Early in 1942, Kirkhill had sought, and obtained, a commission in the Army, going in as a captain—and, apparently, as a specialist in oil. He had spent most of his time in Washington, but he had traveled widely, and hazardously, on missions. (Presumably, although the
Times
did not specify, connected with oil.) He had been in a transport plane which crashed on a Pacific island; he had survived—apparently by tenacity and physical stamina—where a number of other men had died.

He had left the Army, a lieutenant colonel, in the fall of 1945 and, reading between the factual lines, one could guess he came out a different man, with different interests. He did not return to business, to the making of money. He went into politics, and not to defend the concepts normally dear to the interests of a man of wealth. His advocacy of public housing was an example of this variance from the norm.

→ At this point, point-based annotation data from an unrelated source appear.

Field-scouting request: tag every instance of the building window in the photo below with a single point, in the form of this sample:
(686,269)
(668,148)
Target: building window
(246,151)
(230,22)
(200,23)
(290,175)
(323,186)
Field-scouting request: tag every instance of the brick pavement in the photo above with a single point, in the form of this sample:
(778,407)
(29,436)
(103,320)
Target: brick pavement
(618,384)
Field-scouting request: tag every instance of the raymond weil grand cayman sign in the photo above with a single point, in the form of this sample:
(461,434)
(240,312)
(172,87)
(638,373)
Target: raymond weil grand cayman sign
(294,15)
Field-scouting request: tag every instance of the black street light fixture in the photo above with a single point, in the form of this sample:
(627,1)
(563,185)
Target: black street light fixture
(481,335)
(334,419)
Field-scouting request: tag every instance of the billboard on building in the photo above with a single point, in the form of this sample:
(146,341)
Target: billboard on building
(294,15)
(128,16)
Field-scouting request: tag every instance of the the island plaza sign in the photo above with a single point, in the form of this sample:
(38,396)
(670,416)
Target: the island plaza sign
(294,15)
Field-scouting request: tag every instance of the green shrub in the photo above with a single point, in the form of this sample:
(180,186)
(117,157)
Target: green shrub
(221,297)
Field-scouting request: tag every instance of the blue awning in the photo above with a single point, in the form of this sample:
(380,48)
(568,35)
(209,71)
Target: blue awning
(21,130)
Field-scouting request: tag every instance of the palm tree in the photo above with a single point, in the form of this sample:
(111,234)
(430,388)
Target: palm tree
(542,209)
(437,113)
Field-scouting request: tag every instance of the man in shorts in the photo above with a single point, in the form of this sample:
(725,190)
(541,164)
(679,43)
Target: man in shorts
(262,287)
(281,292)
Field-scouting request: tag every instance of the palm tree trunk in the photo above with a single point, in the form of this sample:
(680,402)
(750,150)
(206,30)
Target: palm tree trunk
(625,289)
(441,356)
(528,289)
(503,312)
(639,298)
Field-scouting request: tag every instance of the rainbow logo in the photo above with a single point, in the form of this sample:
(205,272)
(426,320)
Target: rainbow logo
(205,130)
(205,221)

His even more determined support of a vast middle-western flood control and power project was another. “He became, in his few years of public life, widely known as a progressive of the type once so common in the American west,” the
Times
biographer remarked, with the air of one writing history. “But he was one of the first to recognize, and to combat, the rising menace of communism.” (This time, Jerry took the conjunction in his stride.)

Kirkhill had been appointed to the Senate by the governor of his State to fill out the unexpired term of an elderly and docile gentleman who had succumbed to the pressures of government and the advance of years. Kirkhill had been prominent for a freshman senator; the spring before he had received his party's nomination for the Senate, and, two months before his death, he had been elected. He was survived by a daughter, Celia, and a brother, George.

Already, the
Times
had found many persons of importance, chiefly in politics, to lament this untimely taking off in carefully chosen words. Members of the senator's own party were eloquent, no doubt sincere; members of the opposition party, appropriately more restrained, nevertheless had words of praise. Men associated with him in his business career lamented his passing; even his enemies, now that he could no longer trouble them, were sorrowed by his death. (“He was a determined fighter for what he believed in and a splendid American. Although we many times disagreed, I feel that the whole country is the loser by his death.”—Julian Grainger, director of the Utilities Institute.)

The
Herald Tribune,
in a somewhat more sprightly fashion, provided most of the same facts. It, also, said there were many theories to explain the central and most mysterious circumstances of the senator's death—why he was where he was, dressed as he was. Amnesia was always possible, the
Herald Tribune
pointed out. A side story from Washington reported that Senator Kirkhill had, in recent weeks, been under unusual pressure and that he had visited a Washington hospital for a checkup, leaving the reader to find what he liked between the lines. The senator's notorious antipathy to communism was noted, as was also the indignation which his advocacy of the Valley Authority had aroused among “many prominent business men.” The
Herald Tribune,
Jerry North noticed, had missed the one about slum clearance.